The non-military options have been used as well, and they include abeyance of the Indus Waters Treaty, closure of the integrated check post Attari, travel ban on Pakistani nationals under the SAARC Visa Exemption Scheme (SVES), staff reduction in the High Commission, suspension of visa services, and suspension of all symbolisms during the Retreat Ceremony at Attari, Hussainiwala, and Sadki in Punjab.
Economic and diplomatic coercions have been rolled out to test Pakistani grit. Psychological war has already started with the abeyance of the Indus Waters Treaty. Therefore, weaponising water or choking Pakistan through riverine disconnect will hurt its Achilles' Heels and stir more unrest in Pakistan.
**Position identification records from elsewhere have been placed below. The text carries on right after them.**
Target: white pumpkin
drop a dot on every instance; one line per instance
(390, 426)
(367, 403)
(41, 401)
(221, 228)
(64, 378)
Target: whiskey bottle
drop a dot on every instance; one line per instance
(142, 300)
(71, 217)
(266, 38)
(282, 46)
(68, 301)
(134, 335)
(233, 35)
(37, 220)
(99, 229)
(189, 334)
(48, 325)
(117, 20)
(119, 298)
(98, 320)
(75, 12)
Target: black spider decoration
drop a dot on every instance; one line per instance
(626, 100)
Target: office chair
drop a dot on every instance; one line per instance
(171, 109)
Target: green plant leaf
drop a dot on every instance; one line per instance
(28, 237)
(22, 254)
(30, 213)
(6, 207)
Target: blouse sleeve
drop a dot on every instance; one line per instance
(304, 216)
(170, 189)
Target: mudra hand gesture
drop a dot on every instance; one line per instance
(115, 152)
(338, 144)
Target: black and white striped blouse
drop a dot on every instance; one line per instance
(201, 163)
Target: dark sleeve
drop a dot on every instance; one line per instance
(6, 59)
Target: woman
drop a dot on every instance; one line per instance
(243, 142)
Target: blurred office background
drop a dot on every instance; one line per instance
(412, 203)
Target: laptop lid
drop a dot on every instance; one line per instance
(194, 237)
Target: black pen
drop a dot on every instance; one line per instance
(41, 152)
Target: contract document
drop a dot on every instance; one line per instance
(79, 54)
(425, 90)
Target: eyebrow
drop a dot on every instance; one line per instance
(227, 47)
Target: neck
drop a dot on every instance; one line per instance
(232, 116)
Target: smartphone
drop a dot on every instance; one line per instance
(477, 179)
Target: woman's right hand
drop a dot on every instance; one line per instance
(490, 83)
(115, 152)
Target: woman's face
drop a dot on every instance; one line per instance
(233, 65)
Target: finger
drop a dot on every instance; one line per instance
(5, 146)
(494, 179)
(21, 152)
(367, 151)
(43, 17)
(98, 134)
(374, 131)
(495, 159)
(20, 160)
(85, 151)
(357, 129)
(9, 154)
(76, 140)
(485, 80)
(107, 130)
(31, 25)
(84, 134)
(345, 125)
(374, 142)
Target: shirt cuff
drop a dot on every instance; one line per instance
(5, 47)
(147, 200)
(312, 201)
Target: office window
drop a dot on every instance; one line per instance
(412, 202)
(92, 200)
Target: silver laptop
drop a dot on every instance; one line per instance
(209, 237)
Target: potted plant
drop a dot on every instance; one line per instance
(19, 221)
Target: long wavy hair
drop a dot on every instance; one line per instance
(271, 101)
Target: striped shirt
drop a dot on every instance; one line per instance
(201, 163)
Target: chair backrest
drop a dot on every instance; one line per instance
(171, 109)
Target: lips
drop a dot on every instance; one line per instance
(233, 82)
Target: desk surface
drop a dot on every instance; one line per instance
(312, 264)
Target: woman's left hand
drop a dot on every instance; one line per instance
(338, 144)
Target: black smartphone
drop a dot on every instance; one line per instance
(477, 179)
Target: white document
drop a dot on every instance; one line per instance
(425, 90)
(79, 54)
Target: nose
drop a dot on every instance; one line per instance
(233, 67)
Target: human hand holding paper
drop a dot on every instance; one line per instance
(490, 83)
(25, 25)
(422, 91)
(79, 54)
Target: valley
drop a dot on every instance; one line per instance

It can be an effective recipe for Pakistan's balkanisation.
India has the capacity, and it can push more infrastructure into the Indus water systems to inflict a water war on Pakistan. Since its inception in 1960, the Indus Waters Treaty has never been weaponised. Pakistan's unrestrained terror sponsorship since Partition has forced India to hit back. It will be very different this time. Pakistan has crossed all limits. The Pahalgam massacre was the tipping point. Its demonstrative religious overtones have surpassed all thresholds of restraint. Retribution is the only corollary. Islamabad must be taught a lesson in the language that it understands well. Water war will hit Pakistan harder.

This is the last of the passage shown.